The Berlin data protection registrar (Berliner Beauftragter für
Datenschutz und Informationsfreiheit) has completed an investigation into employee monitoring by Deutsche Bahn, the German federal railway company. On 16 October 2009 he imposed a fine on Deutsche Bahn of €1.1 million. The company had fourteen days to appeal the fine, but a press release
from the Berlin regulator dated 23 October 2009 suggests that Deutsche Bahn have accepted the fine.
Amongst other infringements, the company had been found to have monitored hundreds of thousands of employee e-mails and searching their computer hard drives. During 2006 and 2007 all employee external email accounts were monitored. This was a major scandal in Germany when the story first broke, which led the Deutsche Bahn CEO at the time, Hartmut Mehdorn to announce his resignation in March 2009, to be replaced by former Daimler executive Ruediger Grube.

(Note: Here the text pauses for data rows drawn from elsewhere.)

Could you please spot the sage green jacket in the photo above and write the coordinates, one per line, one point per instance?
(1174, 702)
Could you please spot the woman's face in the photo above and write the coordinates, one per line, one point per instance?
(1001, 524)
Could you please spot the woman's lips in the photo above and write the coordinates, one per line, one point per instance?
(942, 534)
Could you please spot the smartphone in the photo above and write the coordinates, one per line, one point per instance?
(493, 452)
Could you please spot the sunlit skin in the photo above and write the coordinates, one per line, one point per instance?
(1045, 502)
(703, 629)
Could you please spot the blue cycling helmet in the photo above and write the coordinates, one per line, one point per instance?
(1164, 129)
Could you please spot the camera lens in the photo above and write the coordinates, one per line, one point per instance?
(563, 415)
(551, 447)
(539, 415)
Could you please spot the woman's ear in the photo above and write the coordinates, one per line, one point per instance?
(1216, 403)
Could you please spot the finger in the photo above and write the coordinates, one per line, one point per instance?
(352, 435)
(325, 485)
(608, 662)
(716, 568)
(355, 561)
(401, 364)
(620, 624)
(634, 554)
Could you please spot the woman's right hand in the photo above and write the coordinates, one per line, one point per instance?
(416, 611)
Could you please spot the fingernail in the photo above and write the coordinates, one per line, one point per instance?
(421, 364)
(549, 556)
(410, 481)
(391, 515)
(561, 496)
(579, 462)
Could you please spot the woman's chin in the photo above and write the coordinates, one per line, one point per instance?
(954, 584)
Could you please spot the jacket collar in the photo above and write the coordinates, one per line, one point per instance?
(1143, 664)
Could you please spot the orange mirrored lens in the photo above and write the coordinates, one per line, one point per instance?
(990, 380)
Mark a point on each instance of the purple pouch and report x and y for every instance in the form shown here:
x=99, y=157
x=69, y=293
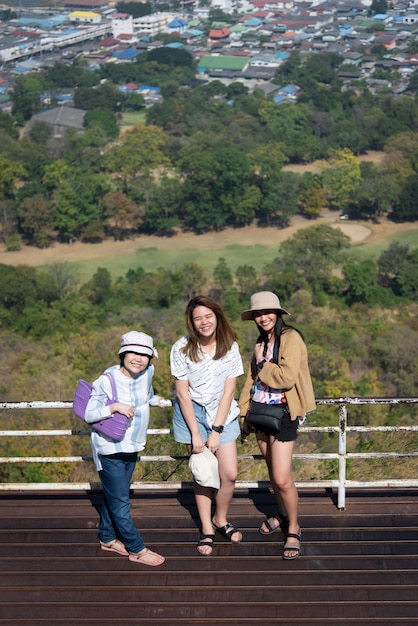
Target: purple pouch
x=114, y=426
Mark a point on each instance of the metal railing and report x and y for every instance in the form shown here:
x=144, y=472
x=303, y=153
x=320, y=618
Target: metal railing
x=341, y=456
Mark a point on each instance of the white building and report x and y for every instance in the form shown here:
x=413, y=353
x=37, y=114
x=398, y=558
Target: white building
x=122, y=24
x=153, y=24
x=85, y=17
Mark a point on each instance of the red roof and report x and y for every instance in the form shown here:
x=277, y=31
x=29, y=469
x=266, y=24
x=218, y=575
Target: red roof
x=219, y=33
x=25, y=33
x=109, y=41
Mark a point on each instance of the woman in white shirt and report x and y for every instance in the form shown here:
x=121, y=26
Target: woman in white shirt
x=205, y=364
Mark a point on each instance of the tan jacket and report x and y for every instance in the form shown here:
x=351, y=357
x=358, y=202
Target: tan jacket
x=291, y=375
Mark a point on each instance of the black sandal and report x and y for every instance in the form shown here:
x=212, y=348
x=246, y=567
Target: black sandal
x=290, y=547
x=283, y=524
x=203, y=541
x=227, y=531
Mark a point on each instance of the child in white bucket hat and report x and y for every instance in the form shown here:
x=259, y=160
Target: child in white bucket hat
x=115, y=461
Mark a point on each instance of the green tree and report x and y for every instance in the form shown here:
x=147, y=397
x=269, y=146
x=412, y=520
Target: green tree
x=11, y=172
x=36, y=221
x=26, y=96
x=139, y=152
x=307, y=259
x=361, y=282
x=123, y=215
x=341, y=176
x=406, y=276
x=390, y=261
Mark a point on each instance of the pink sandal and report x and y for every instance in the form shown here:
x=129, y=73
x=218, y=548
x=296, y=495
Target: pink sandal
x=114, y=546
x=147, y=557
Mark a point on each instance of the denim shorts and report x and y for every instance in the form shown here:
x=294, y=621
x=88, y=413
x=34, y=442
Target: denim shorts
x=182, y=432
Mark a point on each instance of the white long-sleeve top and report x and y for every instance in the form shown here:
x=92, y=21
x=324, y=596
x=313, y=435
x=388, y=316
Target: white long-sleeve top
x=138, y=393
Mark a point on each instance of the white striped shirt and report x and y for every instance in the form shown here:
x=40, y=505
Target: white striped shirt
x=207, y=377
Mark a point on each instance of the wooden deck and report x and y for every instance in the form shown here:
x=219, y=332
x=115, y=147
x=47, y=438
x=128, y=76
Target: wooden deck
x=358, y=566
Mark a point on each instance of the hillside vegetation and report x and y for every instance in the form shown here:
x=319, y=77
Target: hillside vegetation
x=208, y=159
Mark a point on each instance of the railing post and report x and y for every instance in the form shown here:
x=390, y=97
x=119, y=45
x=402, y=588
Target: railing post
x=342, y=454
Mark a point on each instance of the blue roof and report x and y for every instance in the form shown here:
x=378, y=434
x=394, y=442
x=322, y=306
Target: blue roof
x=129, y=53
x=253, y=21
x=149, y=88
x=177, y=23
x=278, y=99
x=289, y=89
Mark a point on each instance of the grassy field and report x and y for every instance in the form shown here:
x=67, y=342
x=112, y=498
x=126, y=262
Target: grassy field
x=245, y=246
x=152, y=258
x=373, y=250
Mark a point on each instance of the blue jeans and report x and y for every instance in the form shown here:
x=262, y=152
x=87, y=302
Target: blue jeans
x=115, y=516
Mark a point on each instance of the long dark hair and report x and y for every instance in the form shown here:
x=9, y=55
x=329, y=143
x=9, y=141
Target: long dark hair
x=225, y=334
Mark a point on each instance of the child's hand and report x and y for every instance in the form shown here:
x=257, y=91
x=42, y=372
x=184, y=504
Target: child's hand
x=163, y=402
x=125, y=409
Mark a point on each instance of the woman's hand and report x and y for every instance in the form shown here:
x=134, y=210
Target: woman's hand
x=214, y=441
x=259, y=351
x=198, y=445
x=244, y=430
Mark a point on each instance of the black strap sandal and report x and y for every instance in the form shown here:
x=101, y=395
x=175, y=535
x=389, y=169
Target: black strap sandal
x=205, y=540
x=282, y=525
x=227, y=531
x=291, y=547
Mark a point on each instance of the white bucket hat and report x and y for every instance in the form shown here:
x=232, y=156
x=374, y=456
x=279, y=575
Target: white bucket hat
x=140, y=343
x=204, y=467
x=263, y=301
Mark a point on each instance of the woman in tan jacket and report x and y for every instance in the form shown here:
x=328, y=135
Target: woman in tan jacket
x=278, y=374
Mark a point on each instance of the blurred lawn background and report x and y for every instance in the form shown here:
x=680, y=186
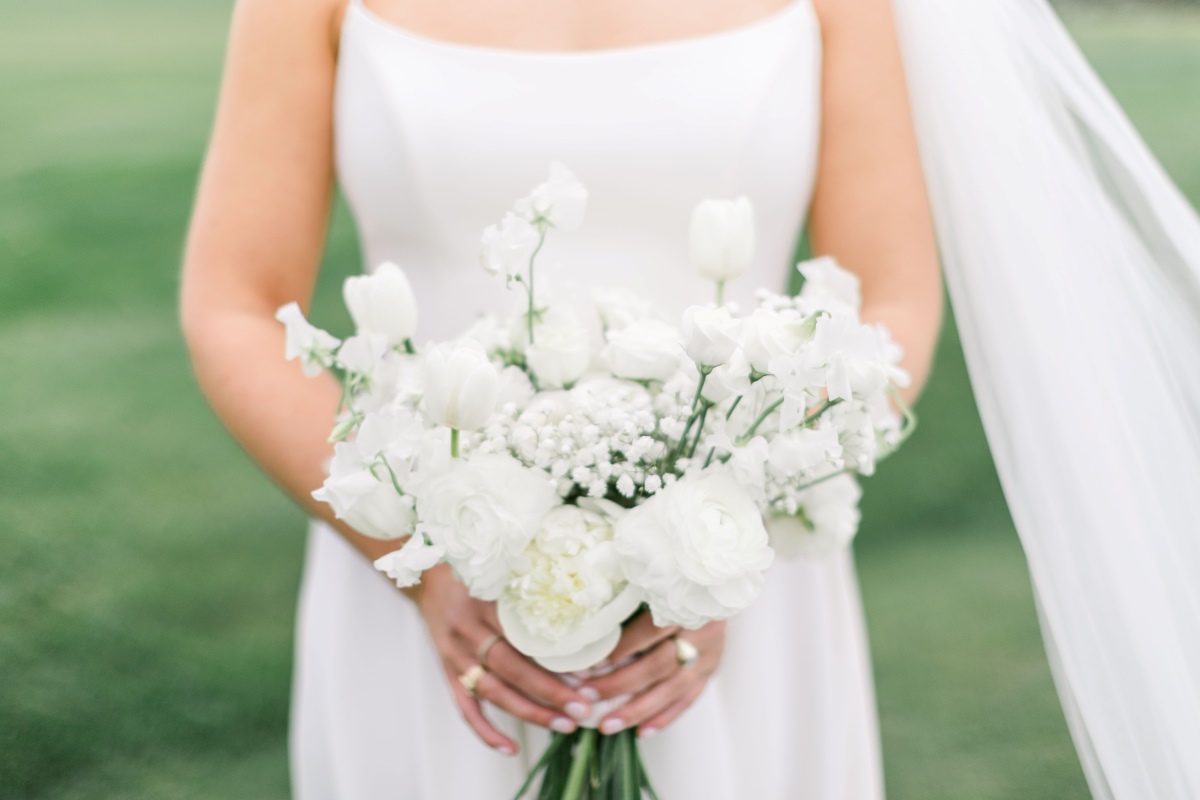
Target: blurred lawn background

In contrast, if Network Rail and all the train operating companies in the UK were found to have breached the Data Protection Act 1998 in a similar way, the most the Information Commission could do is impose upon them an enforcement notice. Only if this notice were breached could the relevant company be prosecuted and fined a paltry £5,000. Fining powers are included in the Data Protection Act 1998 (ss. 55A-55E), but these have yet to be brought into effect by the Government.